Conforme Luís, muitos dos doentes para estarem a fazer hemodiálise têm de deixar de trabalhar, pois, é difícil e, por isso, passam por muita vulnerabilidade social.

“Já estou há três anos a fazer diálise, três vezes por semana, e o estado da doença varia todos os dias. Dizem que não podemos trabalhar, mas eu, por exemplo, tenho de trabalhar, pois, tenho quatro filhos para sustentar e mandar à escola”, realçou.

Ainda segundo a mesma fonte, muitos passam por fragilidade psico-social, pois, as exigências do tratamento dificultam e tornam vulnerável o doente que está a receber tratamento.
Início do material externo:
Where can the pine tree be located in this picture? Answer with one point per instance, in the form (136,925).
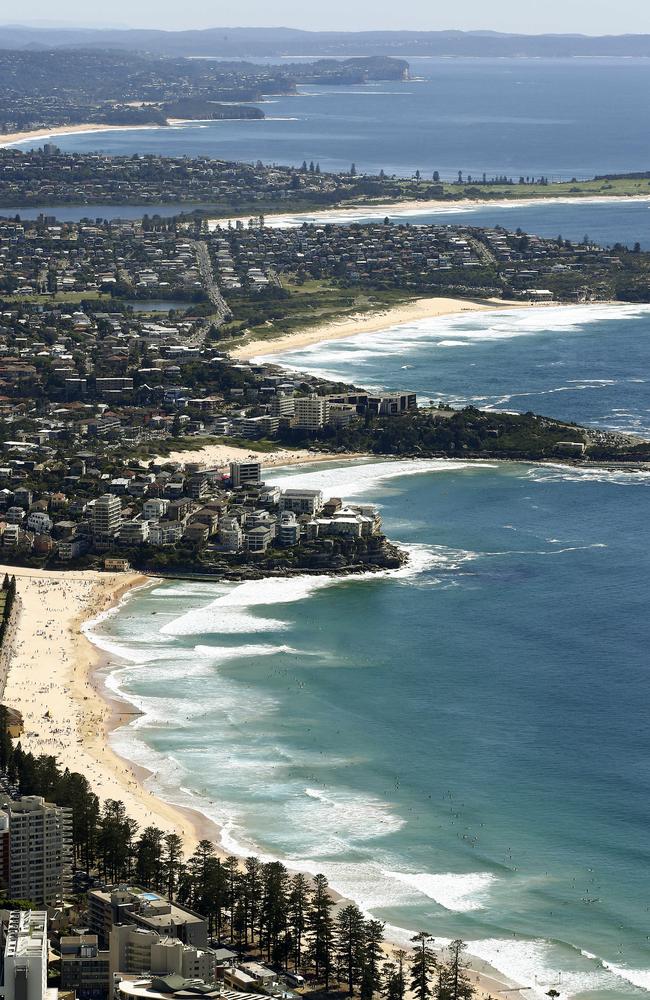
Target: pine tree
(172,862)
(374,935)
(455,981)
(393,975)
(320,930)
(350,945)
(147,857)
(423,965)
(298,907)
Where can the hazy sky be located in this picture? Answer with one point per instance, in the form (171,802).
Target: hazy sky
(586,16)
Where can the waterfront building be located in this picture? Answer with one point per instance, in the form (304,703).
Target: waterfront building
(302,501)
(288,530)
(282,405)
(134,532)
(135,950)
(25,957)
(84,968)
(106,517)
(311,413)
(36,838)
(259,538)
(230,534)
(243,473)
(131,904)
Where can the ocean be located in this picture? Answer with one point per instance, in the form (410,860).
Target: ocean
(460,746)
(602,221)
(561,118)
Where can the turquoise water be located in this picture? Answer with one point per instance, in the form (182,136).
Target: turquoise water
(462,745)
(604,222)
(562,118)
(584,363)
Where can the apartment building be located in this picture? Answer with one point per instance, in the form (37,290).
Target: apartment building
(36,848)
(84,967)
(133,905)
(242,473)
(25,957)
(311,413)
(106,517)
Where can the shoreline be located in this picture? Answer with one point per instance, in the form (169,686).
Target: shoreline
(221,454)
(408,207)
(430,307)
(16,138)
(66,712)
(120,712)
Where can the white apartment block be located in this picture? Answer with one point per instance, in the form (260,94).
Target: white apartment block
(36,848)
(242,473)
(310,413)
(25,958)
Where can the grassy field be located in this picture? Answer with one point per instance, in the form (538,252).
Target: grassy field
(623,187)
(311,303)
(71,297)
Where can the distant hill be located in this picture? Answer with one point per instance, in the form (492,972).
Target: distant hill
(240,42)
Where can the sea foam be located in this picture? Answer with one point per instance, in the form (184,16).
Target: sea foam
(451,890)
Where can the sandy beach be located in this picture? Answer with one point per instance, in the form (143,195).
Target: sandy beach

Já Maria (fictício), com dois anos em tratamento, revelou que no início foi mais difícil, mas agora, segundo disse, a situação melhorou.

“No meu caso, como não sou segurada o meu maior problema é a compra de medicamentos. Quase mensalmente tenho de gastar à volta de sete mil escudos com medicamento para além de pagar o transporte para deslocação”, frisou.

Com um tratamento complexo para fazer durante anos, Maria sonha com o dia em que o país começar a fazer cirurgias de transplante para que possa conseguir um doador e viver melhor.

Em Cabo Verde, segundo dados relativos ao aumento do número de casos, cerca de 30 pacientes entram em falência renal.